L'intégration de matériaux de réemploi modifie les conditions d'exécution du chantier : stockage spécifique, manutention de pièces de dimensions non standardisées, opérations de nettoyage ou de remise en état sur site. Le PPSPS doit intégrer ces particularités pour rester conforme.

💡 Conseil pratique : Sur les marchés publics, proposez le réemploi comme variante environnementale même quand le CCTP ne le mentionne pas. Depuis la loi Climat et Résilience, les acheteurs publics doivent prendre en compte les considérations environnementales dans leurs critères d'attribution.


FAQ

Le réemploi de matériaux est-il compatible avec la garantie décennale ?

Oui. Les matériaux de réemploi relèvent de la garantie décennale dans les mêmes conditions que des matériaux neufs. L'entrepreneur reste présumé responsable des dommages compromettant la solidité de l'ouvrage. La clé réside dans la documentation : audit technique indépendant, dossier technique de réemploi (DTR) et information écrite du maître d'ouvrage protègent l'entreprise en cas de litige.

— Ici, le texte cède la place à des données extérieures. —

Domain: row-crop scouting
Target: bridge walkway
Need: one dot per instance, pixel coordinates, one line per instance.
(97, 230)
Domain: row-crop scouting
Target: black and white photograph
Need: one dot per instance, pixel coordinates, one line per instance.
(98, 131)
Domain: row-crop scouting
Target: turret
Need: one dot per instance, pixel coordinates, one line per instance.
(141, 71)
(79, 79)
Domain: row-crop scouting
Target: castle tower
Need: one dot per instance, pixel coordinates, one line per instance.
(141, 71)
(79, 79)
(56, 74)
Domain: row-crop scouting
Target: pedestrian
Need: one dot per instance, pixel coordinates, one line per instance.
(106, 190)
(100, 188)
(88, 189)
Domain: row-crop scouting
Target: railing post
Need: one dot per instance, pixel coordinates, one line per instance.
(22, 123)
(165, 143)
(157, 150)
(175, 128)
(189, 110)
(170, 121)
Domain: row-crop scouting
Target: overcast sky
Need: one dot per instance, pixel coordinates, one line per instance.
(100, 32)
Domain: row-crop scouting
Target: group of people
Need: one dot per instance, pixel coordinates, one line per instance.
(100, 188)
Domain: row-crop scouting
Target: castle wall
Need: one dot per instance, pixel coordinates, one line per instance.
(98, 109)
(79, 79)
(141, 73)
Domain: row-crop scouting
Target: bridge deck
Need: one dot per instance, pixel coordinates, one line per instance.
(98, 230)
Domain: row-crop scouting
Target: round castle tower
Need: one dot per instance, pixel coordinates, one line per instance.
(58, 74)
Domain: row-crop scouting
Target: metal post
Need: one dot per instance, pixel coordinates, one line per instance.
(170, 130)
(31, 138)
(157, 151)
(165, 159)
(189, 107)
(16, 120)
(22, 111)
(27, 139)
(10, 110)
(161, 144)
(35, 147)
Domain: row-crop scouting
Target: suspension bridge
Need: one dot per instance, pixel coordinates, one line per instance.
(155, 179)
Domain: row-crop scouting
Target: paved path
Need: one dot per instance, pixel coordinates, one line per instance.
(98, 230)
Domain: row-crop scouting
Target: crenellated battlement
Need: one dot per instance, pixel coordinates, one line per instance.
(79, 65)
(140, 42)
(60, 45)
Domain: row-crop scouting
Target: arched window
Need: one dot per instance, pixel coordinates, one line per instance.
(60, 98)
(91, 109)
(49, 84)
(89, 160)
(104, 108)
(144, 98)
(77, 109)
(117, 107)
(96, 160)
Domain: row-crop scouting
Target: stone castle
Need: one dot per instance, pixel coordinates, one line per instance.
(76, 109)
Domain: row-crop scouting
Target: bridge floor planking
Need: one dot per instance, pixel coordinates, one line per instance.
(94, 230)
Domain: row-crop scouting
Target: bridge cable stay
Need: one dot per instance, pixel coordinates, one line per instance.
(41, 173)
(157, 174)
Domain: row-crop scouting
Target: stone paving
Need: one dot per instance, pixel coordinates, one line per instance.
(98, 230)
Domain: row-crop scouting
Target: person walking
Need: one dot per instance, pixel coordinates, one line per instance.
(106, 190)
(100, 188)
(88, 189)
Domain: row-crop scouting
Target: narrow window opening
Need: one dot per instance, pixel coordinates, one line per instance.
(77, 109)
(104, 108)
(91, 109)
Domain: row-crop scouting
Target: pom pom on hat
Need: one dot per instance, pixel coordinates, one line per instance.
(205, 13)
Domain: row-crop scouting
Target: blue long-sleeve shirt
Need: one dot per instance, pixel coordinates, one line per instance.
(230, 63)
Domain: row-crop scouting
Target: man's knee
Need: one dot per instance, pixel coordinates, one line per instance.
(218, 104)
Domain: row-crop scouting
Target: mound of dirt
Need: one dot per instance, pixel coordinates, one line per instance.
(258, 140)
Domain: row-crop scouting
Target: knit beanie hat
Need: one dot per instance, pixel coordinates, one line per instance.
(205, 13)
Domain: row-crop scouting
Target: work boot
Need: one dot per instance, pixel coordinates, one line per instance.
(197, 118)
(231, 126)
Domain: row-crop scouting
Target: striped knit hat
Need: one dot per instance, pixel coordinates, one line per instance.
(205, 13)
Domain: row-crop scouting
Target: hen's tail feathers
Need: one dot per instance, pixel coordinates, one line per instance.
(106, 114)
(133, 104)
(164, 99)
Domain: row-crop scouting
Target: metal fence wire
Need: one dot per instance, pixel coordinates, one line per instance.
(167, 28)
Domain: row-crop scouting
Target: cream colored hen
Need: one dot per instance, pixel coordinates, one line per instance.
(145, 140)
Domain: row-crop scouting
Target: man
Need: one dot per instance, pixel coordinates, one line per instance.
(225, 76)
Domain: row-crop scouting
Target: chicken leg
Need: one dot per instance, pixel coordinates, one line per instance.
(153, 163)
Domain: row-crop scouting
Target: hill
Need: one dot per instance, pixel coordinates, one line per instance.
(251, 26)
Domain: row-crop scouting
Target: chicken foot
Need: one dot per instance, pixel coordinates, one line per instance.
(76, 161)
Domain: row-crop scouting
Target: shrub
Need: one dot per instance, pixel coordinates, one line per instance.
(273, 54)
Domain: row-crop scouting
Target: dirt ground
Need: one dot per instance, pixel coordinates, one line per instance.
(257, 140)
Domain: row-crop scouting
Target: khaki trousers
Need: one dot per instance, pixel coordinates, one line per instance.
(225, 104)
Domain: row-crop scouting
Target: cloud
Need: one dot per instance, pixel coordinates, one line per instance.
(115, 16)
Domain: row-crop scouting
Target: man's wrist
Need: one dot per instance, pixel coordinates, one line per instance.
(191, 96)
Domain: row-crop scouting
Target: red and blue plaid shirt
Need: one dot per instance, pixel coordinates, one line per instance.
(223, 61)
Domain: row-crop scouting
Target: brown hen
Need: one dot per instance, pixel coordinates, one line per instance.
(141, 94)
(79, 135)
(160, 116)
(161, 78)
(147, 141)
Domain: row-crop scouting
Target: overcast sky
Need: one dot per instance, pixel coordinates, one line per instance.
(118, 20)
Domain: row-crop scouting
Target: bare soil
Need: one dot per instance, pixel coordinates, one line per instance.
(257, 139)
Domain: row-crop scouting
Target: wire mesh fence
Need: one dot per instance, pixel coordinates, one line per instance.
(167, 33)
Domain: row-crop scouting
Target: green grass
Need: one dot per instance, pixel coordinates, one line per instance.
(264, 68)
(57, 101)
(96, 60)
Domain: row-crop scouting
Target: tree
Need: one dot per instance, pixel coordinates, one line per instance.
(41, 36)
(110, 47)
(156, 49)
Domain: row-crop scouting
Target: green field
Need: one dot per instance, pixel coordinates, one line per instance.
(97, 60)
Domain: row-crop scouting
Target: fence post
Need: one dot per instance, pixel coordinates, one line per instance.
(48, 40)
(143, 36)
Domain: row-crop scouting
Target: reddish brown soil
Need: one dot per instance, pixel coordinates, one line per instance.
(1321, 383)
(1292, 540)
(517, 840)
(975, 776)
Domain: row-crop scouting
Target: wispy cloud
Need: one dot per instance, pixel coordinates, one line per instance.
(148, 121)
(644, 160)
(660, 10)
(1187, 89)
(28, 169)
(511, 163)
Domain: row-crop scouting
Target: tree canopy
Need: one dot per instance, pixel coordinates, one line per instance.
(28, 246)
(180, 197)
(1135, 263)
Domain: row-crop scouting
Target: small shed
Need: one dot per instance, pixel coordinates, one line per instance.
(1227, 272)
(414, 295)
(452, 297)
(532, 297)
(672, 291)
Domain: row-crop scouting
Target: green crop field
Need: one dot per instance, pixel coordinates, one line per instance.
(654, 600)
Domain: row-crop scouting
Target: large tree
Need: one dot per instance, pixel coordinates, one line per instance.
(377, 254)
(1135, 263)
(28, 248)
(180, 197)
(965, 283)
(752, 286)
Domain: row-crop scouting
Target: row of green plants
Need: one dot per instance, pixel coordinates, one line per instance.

Le diagnostic PEMD est-il obligatoire pour tous les chantiers ?

Non. Le diagnostic PEMD est obligatoire depuis le 1er juillet 2023 pour les opérations de démolition ou de rénovation significative portant sur des bâtiments de plus de 1 000 m² de surface. En dessous de ce seuil, il reste facultatif mais recommandé pour identifier les gisements de matériaux réemployables et optimiser la gestion des déchets.

Où trouver des matériaux de réemploi certifiés pour le BTP ?

Les plateformes spécialisées comme Cycle Up et Backacia centralisent l'offre au niveau national. Les ressourceries locales et les réseaux professionnels départementaux complètent le maillage. Pour les matériaux structurels, privilégiez les fournisseurs qui accompagnent leurs lots d'un dossier technique incluant les résultats d'essais et la traçabilité.

Quel est l'impact carbone des matériaux de réemploi dans le calcul RE 2020 ?

La RE 2020 attribue un impact carbone nul aux matériaux de réemploi dans l'analyse de cycle de vie du bâtiment. Chaque tonne de matériau réemployé réduit donc directement le bilan carbone de l'opération, ce qui constitue un levier de conformité aux seuils réglementaires, notamment sur les projets neufs soumis aux étapes 2025 et 2028.

Faut-il une ATEx pour utiliser des matériaux de réemploi ?

Pas systématiquement. L'ATEx est recommandée pour les matériaux structurels ou les usages sortant du domaine traditionnel, car elle rassure les assureurs et les contrôleurs techniques. Pour les matériaux de second oeuvre (carrelage, parquet, sanitaires), les contrôles classiques de réception suffisent généralement. L'ATEx reste cependant la meilleure protection juridique pour les applications innovantes.